You need a body, of course, or rather quite a few of them. Especially if being new to the craft. You will probably ruin more than one before getting it right.
With experience comes the luxury of needing fewer bodies. And you won't need to dig up the exhaustive number of fresh graves and such.
You need a lab or at least a quiet place. You don't want to be disturbed in the middle of the delicate work. And even if there won't be much blood if the guy on the slab is already dead the plastic on the floor is almost mandatory. There will, inevitably be loose skin and tissue around after a session or three.
You need a sharp, a very sharp knife. The sinew and muscle tissue around the neck is surprisingly resilient. To achieve the great price you seek you need to be both forceful and delicate in your work. Skin may loosen from the face if you're not careful, and this particular specimen is ruined forever. No amount of waxwork will cover up sloppy work. And you want the real thing anyway, or you wouldn't be in this room.
Cut one and one muscle while keeping a steady grip on the head. The body is still quite heavy and don't require much force to keep in place.
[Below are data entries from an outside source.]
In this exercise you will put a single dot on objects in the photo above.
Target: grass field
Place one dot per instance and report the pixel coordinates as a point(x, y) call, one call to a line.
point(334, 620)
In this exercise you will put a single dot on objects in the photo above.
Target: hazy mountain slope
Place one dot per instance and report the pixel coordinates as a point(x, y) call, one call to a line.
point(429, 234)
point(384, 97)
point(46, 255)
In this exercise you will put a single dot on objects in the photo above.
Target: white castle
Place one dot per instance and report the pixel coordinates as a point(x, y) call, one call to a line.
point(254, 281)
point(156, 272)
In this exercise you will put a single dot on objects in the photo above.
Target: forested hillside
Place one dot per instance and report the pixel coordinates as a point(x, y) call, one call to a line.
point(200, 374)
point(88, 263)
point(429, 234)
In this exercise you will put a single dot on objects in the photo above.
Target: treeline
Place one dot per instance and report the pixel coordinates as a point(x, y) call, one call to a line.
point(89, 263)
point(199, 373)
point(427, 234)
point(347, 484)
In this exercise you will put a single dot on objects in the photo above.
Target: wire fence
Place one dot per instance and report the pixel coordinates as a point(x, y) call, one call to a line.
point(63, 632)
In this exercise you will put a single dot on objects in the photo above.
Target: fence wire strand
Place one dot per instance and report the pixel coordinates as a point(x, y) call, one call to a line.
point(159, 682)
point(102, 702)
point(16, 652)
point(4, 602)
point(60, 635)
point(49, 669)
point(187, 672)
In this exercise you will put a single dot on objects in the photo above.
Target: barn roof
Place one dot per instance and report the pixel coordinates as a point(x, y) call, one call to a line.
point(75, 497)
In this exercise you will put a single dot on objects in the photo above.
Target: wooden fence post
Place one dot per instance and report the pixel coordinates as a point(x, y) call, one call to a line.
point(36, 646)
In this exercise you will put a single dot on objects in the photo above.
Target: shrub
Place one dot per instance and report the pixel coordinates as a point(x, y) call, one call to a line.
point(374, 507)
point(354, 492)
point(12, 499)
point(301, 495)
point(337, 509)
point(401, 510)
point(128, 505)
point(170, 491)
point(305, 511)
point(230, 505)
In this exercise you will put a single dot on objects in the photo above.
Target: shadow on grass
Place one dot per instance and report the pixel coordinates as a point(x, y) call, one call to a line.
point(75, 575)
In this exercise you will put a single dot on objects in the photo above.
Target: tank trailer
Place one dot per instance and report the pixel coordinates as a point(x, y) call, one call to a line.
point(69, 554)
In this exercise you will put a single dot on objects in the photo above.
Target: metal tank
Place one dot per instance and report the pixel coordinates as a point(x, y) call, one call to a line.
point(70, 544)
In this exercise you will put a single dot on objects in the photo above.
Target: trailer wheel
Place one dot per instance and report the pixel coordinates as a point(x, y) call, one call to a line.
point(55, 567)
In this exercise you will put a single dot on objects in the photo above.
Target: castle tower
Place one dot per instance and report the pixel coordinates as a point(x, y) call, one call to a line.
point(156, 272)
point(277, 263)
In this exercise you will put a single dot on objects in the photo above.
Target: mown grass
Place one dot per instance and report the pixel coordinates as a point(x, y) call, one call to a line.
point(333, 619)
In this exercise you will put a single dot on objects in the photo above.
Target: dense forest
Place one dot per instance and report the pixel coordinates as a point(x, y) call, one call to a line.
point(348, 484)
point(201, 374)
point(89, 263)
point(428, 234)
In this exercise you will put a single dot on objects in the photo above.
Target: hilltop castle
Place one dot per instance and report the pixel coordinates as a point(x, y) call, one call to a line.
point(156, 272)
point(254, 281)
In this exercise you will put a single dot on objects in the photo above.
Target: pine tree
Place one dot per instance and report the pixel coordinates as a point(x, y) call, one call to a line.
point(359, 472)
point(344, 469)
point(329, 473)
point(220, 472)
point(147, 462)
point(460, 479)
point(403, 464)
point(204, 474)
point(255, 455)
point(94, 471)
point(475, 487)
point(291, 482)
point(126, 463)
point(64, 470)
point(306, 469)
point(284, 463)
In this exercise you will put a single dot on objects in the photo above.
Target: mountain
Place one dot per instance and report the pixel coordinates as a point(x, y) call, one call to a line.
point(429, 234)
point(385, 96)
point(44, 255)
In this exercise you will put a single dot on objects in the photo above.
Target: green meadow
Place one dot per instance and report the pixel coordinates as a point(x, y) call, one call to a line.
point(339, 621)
Unless you get too eager it will stay put. The removal is done in two turns. You cut half (or so) when the body is on its back, and the remaining half after the body is turned on its stomach. Cutting the spinal cord presents its own unique problems. In my opinions you should choose one cleft and stick with that. Again: if you need to try two your risk of damaging the object increases dramatically. A skilled cutter is doing it in one, and he is using a knife. The axe is always an alternative, but it is rather frowned at by veterans. Again: The risk of damaging the head irrevocably increases dramatically. I tell you, if you happen to... miss, it's a sure thing, but even if you should hit the spot the risk of ending up with vandalized work is fairly high. Follow an expert's advice and proceed with caution, and everything should turn out splendidly.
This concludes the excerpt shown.